Клавишей “Backspace” он подтянул на видимый текст следующий вопрос, пытаясь уйти от мрачного редакторского задания. Но и там оказалось не легче.
6.Как будут люди вспоминать вас?
“Кто? – сразу возник в голове встречный вопрос.  – Родители, Таис, сеньор Марчелло, Шакер Саллам?” – он задумался. Медленно, постепенно, боясь кого-нибудь забыть, перебирал в памяти студенческих друзей-товарищей: весёлых, отчаянных, по-юношески бескомпромиссных. Человек десять набиралось. Но они уже не знали его – нынешнего. Вспомнился Кирилл Николаевич – человек странный, до конца Александру непонятный со своими “слонами”, на которых он путешествовал в прошлое. Тут же, услужливая мысль перенесла Александра в самое любимое место его жизни на берег деревенской реки, под ветвистые ивы, туда, где настиг его звонок Кирилла Николаевича и перевернул всё. И равновесие жизни, основанное на вырабатываемом годами порядке, - разрушилось и сместилось в сторону беспорядка, хаоса и страха.

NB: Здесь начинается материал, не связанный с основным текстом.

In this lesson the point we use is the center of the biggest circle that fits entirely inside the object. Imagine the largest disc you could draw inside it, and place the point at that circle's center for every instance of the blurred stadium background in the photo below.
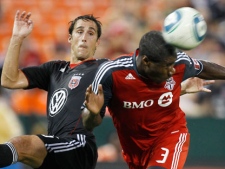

Неожиданно Александр обнаружил в себе мерзкое желание мести к человеку, принесшему плохую весть. Он поймал себя на мысли, что, может быть,  и Кирилла Николаевича “слоны” – часть процесса умирания? Только тот не догадывается об этом. Не читал о том, что “подсознательная память о прошлом поведении может в физическом и психологическом отношении разрушать его теперешнюю жизнь”?xcvi
“Но у него естественный процесс старения, - отстранённо подумал Александр, но тут же с ужасом вспомнил о родителях. – Они почти ровесники Кириллу Николаевичу.  О какой старости по отношению к ним может идти речь?! Он, единственный для них сын, никогда не доставлявший им неприятностей, а уж тем более бед, и вдруг принесёт семье ужас и пустоту!? Нет! Он должен жить ровно столько, сколько необходимо, чтобы жили они”.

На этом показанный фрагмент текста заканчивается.